Раздался глухой удар. Тело Кизгайлы качнулось, потом медленно перевернулось в воздухе и ударилось спиной о каменные плиты.

Сабля вылетела из непослушной руки и, звеня, запрыгала по камням.

Разгоряченный боем, со слипшимися на лбу волосами, над убитым возвышался Роман. И я не заметил на его лице радости, обычной для победителя. Он протянул вперед руку и хриплым голосом бросил одно слово:

— Пить.

Стоявший рядом с серыми монахами служка торопливо сорвал с пояса баклажку и, заискивающе улыбаясь, стал наливать из нее вино в большую серебряную чару, которую вытащил из-за пазухи. Потом трусцой подбежал к Ракутовичу.

Рука Романа жадно схватила чару.

И тут Лавр снова удивил меня. Его скуластое красивое лицо стало вдруг грубоватым и холодным. Он положил руку на локоть Ракутовича:

— Не пей, господин.

— Это почему? — Роман удивленно смотрел в серые продолговатые глаза парня.

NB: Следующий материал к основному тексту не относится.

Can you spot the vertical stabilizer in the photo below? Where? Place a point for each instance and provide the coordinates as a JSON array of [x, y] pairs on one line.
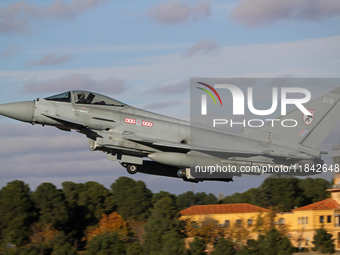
[[311, 130]]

А Лавр уже перевел упрямый взгляд на одного из монахов. У того были тоже серые, холодные глаза под тяжелыми верхними веками, и он спокойно выдержал взгляд Лавра.

— Мальчик беспокоится, — с холодной насмешливой улыбкой сказал иезуит.

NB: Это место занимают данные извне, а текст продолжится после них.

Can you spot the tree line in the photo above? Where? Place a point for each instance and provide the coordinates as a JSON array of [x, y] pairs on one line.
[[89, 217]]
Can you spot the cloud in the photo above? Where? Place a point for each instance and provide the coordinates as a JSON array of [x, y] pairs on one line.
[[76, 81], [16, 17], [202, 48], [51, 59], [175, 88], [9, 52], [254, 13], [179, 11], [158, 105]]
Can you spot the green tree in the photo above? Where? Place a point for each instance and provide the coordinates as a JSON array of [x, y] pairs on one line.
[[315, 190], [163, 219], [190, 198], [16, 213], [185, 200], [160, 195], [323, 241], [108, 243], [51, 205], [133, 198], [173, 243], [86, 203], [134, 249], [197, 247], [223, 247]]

— Ну что же, дайте вино мне. Выпью я. Оно такое же чистое, как кровь Христова.

— Дурья голова, — с грубоватой нежностью укорил Лавра Роман. — Кто же будет шкурой рисковать? Соображать надо.

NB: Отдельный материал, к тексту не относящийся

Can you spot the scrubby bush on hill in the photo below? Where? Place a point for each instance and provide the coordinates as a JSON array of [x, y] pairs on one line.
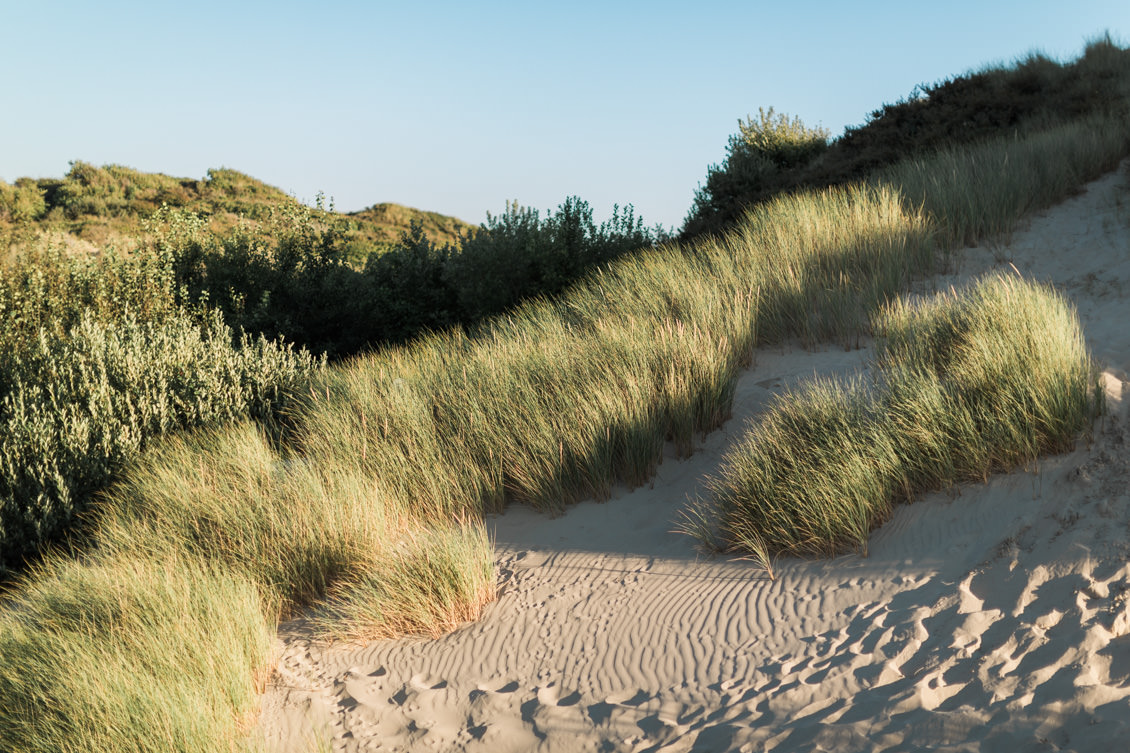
[[75, 407], [1035, 94], [759, 159], [290, 277]]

— Дайте. Дайте мне, — спокойно повторил иезуит.

— Ну нет. Ты не работал, тебе потом. — И Роман потянулся к вину.

— И все же не пей, — упрямо сказал Лавр.

Глаза его из-под длинных, как стрелы, ресниц смотрели подозрительно и зорко.

— Чепуха.

— А я говорю — не пей!

И взмахом руки выбил чару из рук Ракутовича. Пунцовая, как кровь, струйка скользнула по белоснежной шкуре коня. Звякнула чара. Расплылась по камням красная лужица.

— Ну и вздую же я тебя сейчас, — сказал Ракутович.

— И всыпь. А ихнее вино все равно нельзя пить. Никогда.

— Глупый мальчишка.

В это время большая белая хортая Кизгайлы, темноглазая и дрожащая, как пружина, подошла, стуча когтями, к всаднику и, сладко прижмурясь, лизнула лужинку языком. Потом легла, положила длинный щипец на сложенные крестом лапы и зажмурилась, вздрагивая бровями.

— Видал, — качнул головой Роман, — у пса понятия больше.

Лавр продолжал смотреть на иезуита. Потом подошел к хортой и пнул ее ногой. Та, словно ватная, осунулась на бок.

— Видал, — передразнил Лавр. — У пса понятия больше, чем у тебя, батька.

Ракутович не обратил внимания на дерзость. Он смотрел на животное, в мгновение ока убитого ядом. Потом перевел взгляд на иезуитов:

— Что же вы, святые отцы, медленного яда не взяли? Чтоб через неделю убил. Не нашлось? Кабы знали — приготовили бы?

Ресницы-стрелы Лавра сердито дрожали. Он, нахохлившись, смотрел на монахов. А иезуит улыбнулся и по-прежнему спокойно ответил:

— Да, сорвалось. Не удалось избавить этот несчастный край от лишней смуты. Но тебя ничто не убережет, Роман. При желании и в яйцо можно положить отраву.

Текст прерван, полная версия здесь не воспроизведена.